Consequently, for the algorithmic integration, we adopt the AERLW strategy as the primary component and combine it with the ANUS and TAQO strategies, respectively, resulting in two new variants: f–A–A–PINNs and f–A–T–PINNs. As evidenced by the results in Table 3, these combined variants consistently achieve higher accuracy than their single-strategy counterparts.
To further verify the stability of the improved fPINNs algorithms, next we only choose the original fPINNs and three improved algorithms, f–A–PINNs, f–A–A–PINNs and f–A–T–PINNs, to test the improved algorithms under different spatial and temporal step sizes.

5.2.1. Numerical Test for the Parameter α

Fixed ϵ = 1 and γ = 5 ; to test the influence of the fractional order α , we select different values of α and different time step sizes. The corresponding relative errors are shown in Table 4, Table 5 and Table 6.
From Table 4, it can be observed that when the value of α is small, the performance of the f–A–PINNs algorithm is slightly inferior to that of the original fPINNs algorithm.

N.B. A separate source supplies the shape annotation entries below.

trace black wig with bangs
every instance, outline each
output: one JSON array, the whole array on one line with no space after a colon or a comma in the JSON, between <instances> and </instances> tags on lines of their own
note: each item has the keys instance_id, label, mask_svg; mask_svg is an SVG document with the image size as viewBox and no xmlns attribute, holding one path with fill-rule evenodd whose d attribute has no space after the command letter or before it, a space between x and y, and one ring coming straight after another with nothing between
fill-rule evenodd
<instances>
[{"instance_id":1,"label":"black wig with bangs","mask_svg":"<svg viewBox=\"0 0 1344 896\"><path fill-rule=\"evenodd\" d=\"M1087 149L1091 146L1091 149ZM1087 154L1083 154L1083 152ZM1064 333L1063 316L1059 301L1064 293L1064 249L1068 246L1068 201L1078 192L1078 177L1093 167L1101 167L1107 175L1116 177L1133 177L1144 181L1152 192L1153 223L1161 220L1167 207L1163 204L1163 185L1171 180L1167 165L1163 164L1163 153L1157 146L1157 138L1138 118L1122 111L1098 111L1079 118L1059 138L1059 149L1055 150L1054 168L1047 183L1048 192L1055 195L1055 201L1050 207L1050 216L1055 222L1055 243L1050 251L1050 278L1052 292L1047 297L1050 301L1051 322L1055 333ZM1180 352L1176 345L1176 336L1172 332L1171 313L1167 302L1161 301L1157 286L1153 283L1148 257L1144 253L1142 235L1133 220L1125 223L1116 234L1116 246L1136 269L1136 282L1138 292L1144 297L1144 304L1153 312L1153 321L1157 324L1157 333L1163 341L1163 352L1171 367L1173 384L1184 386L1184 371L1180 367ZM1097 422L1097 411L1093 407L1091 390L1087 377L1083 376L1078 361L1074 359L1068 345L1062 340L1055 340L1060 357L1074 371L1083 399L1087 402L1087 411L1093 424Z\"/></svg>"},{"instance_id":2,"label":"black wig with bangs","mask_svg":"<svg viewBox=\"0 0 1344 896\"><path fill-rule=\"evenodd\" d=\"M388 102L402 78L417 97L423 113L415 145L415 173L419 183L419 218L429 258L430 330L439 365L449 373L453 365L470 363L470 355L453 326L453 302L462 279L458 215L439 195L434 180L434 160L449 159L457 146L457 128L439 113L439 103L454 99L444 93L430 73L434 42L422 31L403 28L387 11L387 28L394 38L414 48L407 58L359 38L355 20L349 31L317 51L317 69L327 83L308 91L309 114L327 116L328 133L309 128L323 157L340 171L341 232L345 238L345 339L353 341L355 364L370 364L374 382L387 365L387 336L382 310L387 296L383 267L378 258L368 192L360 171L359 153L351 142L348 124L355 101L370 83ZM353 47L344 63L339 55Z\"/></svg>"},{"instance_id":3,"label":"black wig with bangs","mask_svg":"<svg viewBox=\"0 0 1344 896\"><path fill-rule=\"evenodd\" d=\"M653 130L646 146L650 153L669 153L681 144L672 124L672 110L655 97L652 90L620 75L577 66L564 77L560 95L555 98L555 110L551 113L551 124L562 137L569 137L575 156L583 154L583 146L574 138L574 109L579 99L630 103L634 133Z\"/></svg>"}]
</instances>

This is primarily because a smaller α corresponds to a “slow diffusion” process, where the gradual state changes have little effect on the adjustment of loss weights. The redundant weight iterations lead to a decrease in computational accuracy. However, for larger values of α , the weight adjustment becomes more significant for such “fast” diffusion processes.
In fact, for the f–AC equation, the initial condition loss L i c at t = 0 may be easily satisfied and thus have a small value. In contrast, the PDE residual loss L P D E (which includes the fractional time derivative, the Laplacian term, and the nonlinear term) is evaluated over the entire spatial domain and may exhibit larger residuals. For a fixed weight ω f , if its value is too small, the L P D E term may be neglected, causing the model to prioritize satisfying the initial and boundary conditions at the expense of PDE solution accuracy. Conversely, if ω f is too large, the errors from the initial and boundary conditions may be overlooked during training. Therefore, dynamic weight adjustment can reasonably balance the three types of errors and achieve better computational performance.
Furthermore, as can be seen from the results in Table 4, Table 5 and Table 6, the f–A–A–PINNs algorithm generally outperforms the original fPINNs across most parameter combinations, except for cases with small values of α combined with small time step sizes. However, compared to the results in Table 6, for smaller N t values ( N t = 21 , 31 , 41 ), the f–A–A–PINNs algorithm performs better than f-A-PINNs. In contrast, for larger N t values (e.g., N t = 61 ), the accuracy of the f–A–A–PINN algorithms slightly deteriorates.
In summary, the f–A–T–PINNs algorithm achieves higher accuracy than the original fPINNs algorithm across all combinations of α and N t . Furthermore, the f–A–T–PINNs algorithm consistently outperforms both f-A-PINNs and f–A–A–PINNs and does not exhibit the accuracy fluctuations observed in the latter methods. The tests on the f–AC equation with the three hybrid optimization algorithms demonstrate that the f–A–T–PINNs approach yields the best overall performance, maintaining superior accuracy across multiple parameter configurations.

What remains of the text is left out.